The editors at Amazon.com recently came out with a list of the Best Nonfiction Books of 2013 So Far, which ranks the best books released between January and June 2013.

Here are the Top 10 Best Non-Fiction Books of the Year So Far, according to Amazon editors:

1. Gulp: Adventures on the Alimentary Canal by Mary Roach: This funny science book takes us on an unforgettable tour of the alimentary canal, asking questions like: Why do we like to eat crunchy food? And why doesn’t the stomach digest itself? Roach is a witty, beautiful writer who makes the human body a fascinating and comedic subject.

2. Detroit: An American Autopsy by Charlie LeDuff : Pulitzer Prize–winning journalist Charlie LeDuff goes back to explore his broken hometown, where he finds a city in decay. He explores the current state of the city and how it affects its citizens, including his own family.
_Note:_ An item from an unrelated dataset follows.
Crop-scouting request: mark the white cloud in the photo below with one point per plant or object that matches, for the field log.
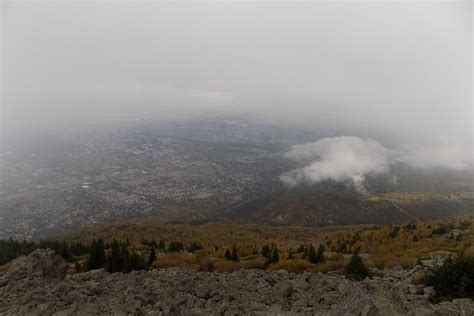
(351, 160)
(344, 159)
3. The Emerald Mile: The Epic Story of the Fastest Ride in History Though the Heart of the Grand Canyon by Kevin Fedarko : This book tells the thrilling adventure story of a group of river guides who secretly launched a small, hand-built wooden boat named the Emerald Mile into the Colorado River right after one of the largest chain of "superstorms" ever hit the American West in 1983.

4. The Autistic Brain: Thinking Across the Spectrum by Temple Grandin and Richard Panek: Temple Grandin, one of the foremost authorities on autism, discusses the latest science behind autism in an exciting manner. She also weaves in her own experiences (she has autism herself) to make the illness more relatable.
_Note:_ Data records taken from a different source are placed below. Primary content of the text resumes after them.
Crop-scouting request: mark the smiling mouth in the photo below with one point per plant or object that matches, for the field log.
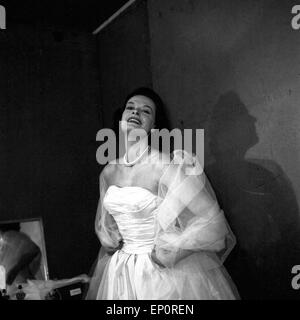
(134, 120)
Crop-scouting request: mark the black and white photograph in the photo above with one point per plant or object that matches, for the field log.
(150, 151)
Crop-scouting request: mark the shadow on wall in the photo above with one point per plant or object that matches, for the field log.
(259, 204)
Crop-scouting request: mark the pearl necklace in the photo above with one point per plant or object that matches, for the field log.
(127, 163)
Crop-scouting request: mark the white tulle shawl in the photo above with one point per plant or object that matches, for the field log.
(188, 217)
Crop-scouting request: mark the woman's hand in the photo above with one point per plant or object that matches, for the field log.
(155, 259)
(168, 258)
(164, 258)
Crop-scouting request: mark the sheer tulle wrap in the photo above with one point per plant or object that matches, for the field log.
(190, 230)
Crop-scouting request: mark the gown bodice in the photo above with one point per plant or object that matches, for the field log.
(133, 209)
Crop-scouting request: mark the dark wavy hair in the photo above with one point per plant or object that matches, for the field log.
(161, 119)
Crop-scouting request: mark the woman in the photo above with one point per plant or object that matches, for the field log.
(162, 232)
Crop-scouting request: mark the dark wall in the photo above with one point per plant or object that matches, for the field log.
(124, 59)
(232, 68)
(49, 119)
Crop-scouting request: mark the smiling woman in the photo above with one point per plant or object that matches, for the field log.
(162, 232)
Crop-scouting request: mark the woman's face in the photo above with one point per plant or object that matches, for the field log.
(139, 113)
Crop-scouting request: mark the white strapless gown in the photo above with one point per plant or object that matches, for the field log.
(131, 274)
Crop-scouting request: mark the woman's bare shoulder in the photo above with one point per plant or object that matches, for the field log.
(162, 160)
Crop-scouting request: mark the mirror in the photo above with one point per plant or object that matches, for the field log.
(22, 252)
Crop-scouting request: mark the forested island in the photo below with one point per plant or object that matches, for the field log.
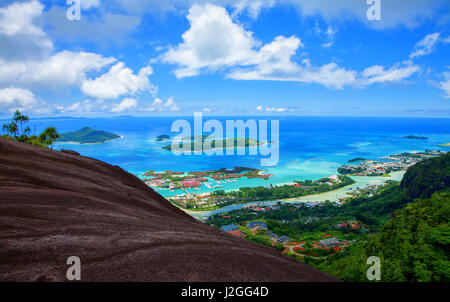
(356, 160)
(405, 224)
(209, 145)
(87, 135)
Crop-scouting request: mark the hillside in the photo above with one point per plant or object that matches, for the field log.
(87, 135)
(55, 205)
(414, 245)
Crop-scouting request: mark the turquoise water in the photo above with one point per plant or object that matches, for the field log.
(310, 147)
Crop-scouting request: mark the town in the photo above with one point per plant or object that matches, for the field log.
(393, 163)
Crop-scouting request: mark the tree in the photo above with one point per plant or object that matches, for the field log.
(22, 120)
(10, 129)
(49, 136)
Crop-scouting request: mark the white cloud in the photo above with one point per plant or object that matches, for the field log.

5. Scatter, Adapt, and Remember: How Humans Will Survive a Mass Extinction by Annalee Newitz: This fascinating science book focuses on humanity's long history and how it has managed to avoid mass extinction on numerous occasions from tsunamis to asteroids. It also speculates how we can learn from the past and use it to avoid disasters in the future.
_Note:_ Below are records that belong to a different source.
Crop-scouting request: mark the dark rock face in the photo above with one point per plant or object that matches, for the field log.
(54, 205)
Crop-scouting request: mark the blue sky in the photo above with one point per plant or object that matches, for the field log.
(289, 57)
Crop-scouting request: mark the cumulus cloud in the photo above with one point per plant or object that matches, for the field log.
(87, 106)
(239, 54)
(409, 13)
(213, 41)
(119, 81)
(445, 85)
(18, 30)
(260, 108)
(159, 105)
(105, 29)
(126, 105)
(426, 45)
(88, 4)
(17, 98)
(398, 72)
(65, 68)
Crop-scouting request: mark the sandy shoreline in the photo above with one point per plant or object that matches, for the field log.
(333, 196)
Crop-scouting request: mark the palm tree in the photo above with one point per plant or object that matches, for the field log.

6. Between Man and Beast: An Unlikely Explorer, the Evolution Debates, and the African Adventure that Took the Victorian World by Storm by Monte Reel: In 1856, explorer Paul Du Chaillu set out into the wild to find and study the gorilla. He emerged successfully with the then-mythical animal and brought him back to society, only to launch right into the center of a debate on Darwin's theory of evolution. The books blends adventure and history.

7. Exploding the Phone: The Untold Story of the Teenagers and Outlaws who Hacked Ma Bell by Phil Lapsley and Steve Wozniak: This book tells the story of the telephone, from its birth by Alexander Graham Bell to the rise of mega-companies like AT&T to the high-tech smartphones of today. There are also interesting anecdotes on hackers, mobsters, and telephone company wars.

8. Overbooked: The Exploding Business of Travel and Tourism by Elizabeth Becker: Tourism is one of the largest industries today, but it wasn't always that way. Elizabeth Becker explores how travel and tourism went from a rich person's hobby to a massive empire with serious impacts on the economy, environment and culture of countries around the world.

9. Smuggler Nation: How Illicit Trade Made America by Peter Andreas: Looking back at American history from colonial times to modern day, this book shows how the U.S. is built on a history of smuggling, whether it was slaves in the 19th century, illicit booze in the 20th century, or drugs today.

10. Ship It Holla Ballas!: How a Bunch of 19-Year-Old College Dropouts Used the Internet to Become Poker's Loudest, Craziest, and Richest Crew by Jonathan Grotenstein and Storms Reback: The Ship It Holla Ballas were a group of underage poker players who won tens of millions of dollars in online poker—and then spent it all in an epic fashion. This book traces the rise and fall of online poker through one of the most successful Internet poker crews ever.